John McDowell

Personal information
- Full name: John Alfred McDowell
- Date of birth: 7 September 1951 (age 73)
- Place of birth: East Ham, London, England
- Position(s): Defender

Youth career
- West Ham United

Senior career*
- Years: Team / Apps / (Gls)
- 1969–1979: West Ham United / 249 / (8)
- 1979–1982: Norwich City / 41 / (1)
- Total:  / 290 / (9)

International career
- 1970: England Youth / 1 / (0)
- 1972–1974: England U23 / 13 / (0)

= John McDowell (footballer) =

English footballer (born 1951)

John Alfred McDowell (born 7 September 1951) is an English former footballer who played in the Football League for West Ham United and Norwich City.

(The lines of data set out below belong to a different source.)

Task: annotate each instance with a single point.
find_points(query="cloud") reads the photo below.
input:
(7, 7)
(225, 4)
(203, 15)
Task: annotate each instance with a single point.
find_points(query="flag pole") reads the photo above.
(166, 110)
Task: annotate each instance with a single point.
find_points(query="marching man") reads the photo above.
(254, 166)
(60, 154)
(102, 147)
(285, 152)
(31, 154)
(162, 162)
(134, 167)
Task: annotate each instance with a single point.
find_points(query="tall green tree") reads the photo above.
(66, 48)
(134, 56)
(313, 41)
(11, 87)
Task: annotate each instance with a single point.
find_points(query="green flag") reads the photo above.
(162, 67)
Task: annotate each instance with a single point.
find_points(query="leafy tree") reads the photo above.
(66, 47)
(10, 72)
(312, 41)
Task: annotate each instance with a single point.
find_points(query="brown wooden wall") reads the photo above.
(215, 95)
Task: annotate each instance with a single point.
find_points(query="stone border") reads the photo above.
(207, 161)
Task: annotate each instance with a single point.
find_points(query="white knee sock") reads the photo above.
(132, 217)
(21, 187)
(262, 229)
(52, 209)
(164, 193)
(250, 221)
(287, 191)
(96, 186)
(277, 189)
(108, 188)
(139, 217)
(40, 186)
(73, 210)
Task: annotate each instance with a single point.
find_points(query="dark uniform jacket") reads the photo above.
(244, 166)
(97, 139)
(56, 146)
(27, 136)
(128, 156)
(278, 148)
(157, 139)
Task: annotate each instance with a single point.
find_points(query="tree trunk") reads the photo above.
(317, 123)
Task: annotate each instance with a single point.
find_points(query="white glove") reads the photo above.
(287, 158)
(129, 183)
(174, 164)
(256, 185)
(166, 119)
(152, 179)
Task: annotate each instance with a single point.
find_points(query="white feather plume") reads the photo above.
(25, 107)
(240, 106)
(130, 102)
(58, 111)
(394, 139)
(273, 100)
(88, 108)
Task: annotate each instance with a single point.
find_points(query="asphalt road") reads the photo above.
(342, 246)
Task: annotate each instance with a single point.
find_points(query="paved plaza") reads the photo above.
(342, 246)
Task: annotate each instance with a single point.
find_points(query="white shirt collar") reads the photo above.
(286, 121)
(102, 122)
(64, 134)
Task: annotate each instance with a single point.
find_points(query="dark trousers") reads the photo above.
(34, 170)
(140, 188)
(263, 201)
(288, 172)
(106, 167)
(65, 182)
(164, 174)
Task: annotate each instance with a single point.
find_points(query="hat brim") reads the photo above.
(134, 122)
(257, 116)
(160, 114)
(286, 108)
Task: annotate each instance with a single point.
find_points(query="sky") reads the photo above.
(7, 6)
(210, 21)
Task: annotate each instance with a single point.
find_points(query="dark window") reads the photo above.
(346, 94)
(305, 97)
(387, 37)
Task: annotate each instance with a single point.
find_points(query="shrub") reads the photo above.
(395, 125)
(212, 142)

McDowell played for West Ham United as a youth. He made a single appearance for the England Youth team and went on to make 13 international appearances at under-23 level between 1972 and 1974.

He was a first-team regular for West Ham for ten years, missing only the 1976–77 season due to injury. He played as a defender, replacing Billy Bonds as right-back after the latter had switched to midfield. He made his league debut in October 1970 against Blackpool.

McDowell joined Norwich City in August 1979 for around £90,000, making his debut in a 4–2 win at Everton on 18 August 1979. He made 45 appearances for the club, scoring one goal. He joined the staff at Norwich in August 1981, coaching the reserve team, but left in May 1982 to become assistant manager at Bristol Rovers.